Motivation: I am driven by the goal of ensuring that advanced AI systems and their use in real-world settings remain safe, reliable, and aligned with human and organizational needs. To this end, I aim to develop both:
- Technically grounded solutions with strong theoretical and empirical foundations.
- Practical frameworks for deploying and monitoring AI/ML systems in security-sensitive and industrial environments.
This passion is deeply rooted in my background in computer science and cyber security, and in my experience building and monitoring real-world systems (e.g. PCI DSS–compliant monitoring and ML pipelines). I believe that making AI safe and trustworthy in production requires both rigorous methods and a clear focus on security, interpretability, and responsible use.
Bio:
I am a Master's student in Artificial Intelligence for Industrial Applications at Ostbayerische Technische Hochschule Amberg-Weiden, Germany. I have a strong foundation in Computer Science Engineering with a specialization in Cyber Security from Rashtriya Raksha University, India.
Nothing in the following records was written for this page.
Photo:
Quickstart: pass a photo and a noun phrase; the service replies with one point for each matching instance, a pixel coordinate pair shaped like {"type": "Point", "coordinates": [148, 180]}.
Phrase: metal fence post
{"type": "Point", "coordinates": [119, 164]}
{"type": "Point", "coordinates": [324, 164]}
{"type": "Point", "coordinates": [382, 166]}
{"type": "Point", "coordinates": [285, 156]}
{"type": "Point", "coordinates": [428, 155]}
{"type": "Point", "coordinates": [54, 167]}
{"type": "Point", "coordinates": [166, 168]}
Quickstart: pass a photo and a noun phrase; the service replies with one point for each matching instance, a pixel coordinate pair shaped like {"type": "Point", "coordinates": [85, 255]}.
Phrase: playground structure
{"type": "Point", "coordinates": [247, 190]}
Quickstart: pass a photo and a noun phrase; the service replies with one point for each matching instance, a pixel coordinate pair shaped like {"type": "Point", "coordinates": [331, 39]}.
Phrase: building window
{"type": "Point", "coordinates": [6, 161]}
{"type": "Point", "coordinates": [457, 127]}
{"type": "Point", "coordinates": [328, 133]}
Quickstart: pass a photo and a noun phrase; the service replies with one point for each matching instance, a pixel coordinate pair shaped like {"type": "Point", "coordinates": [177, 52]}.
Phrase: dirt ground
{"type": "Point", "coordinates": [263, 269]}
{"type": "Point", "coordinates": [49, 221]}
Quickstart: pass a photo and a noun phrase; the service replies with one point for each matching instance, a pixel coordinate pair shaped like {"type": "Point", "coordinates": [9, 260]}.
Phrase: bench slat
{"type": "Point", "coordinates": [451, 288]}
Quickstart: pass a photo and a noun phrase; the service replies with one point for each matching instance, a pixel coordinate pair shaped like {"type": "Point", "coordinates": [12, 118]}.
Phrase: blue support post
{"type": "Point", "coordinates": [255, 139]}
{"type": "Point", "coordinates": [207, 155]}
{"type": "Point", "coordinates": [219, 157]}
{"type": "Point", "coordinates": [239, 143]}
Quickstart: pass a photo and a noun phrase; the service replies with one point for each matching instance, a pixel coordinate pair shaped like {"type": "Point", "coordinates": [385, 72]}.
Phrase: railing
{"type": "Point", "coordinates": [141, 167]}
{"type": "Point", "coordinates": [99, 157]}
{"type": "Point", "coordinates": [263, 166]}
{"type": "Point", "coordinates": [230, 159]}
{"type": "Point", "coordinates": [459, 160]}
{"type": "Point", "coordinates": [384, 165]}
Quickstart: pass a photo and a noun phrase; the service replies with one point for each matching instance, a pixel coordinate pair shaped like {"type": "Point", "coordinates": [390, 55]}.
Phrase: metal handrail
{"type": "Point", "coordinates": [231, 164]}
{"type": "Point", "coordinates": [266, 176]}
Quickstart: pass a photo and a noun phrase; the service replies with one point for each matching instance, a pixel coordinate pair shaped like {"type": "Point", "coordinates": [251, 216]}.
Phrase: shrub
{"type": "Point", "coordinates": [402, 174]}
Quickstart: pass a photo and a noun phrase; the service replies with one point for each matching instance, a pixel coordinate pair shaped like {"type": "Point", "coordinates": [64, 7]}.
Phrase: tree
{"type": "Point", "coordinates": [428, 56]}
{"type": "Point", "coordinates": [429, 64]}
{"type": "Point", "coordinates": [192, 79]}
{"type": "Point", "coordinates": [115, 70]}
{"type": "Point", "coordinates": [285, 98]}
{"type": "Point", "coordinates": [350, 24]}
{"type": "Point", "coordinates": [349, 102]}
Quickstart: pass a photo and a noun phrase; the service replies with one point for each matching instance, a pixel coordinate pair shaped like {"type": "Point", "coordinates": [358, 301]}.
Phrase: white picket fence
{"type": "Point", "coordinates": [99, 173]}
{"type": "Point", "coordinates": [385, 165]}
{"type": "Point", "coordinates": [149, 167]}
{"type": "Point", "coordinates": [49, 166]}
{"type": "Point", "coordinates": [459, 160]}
I have worked as a Software Engineer at Digion Software, building real-time data pipelines and PCI DSS–compliant monitoring systems, and completed a Developer Internship with Salesforce. I am passionate about applying AI/ML to security, NLP, and data-driven systems.
Outside academics, I have been a member of the TCA Club at Rashtriya Raksha University, a volunteer with the National Service Scheme (NSS), and a long-term volunteer at Anurakti Foundation (admitted by Rotary International), supporting education and health awareness among underprivileged children.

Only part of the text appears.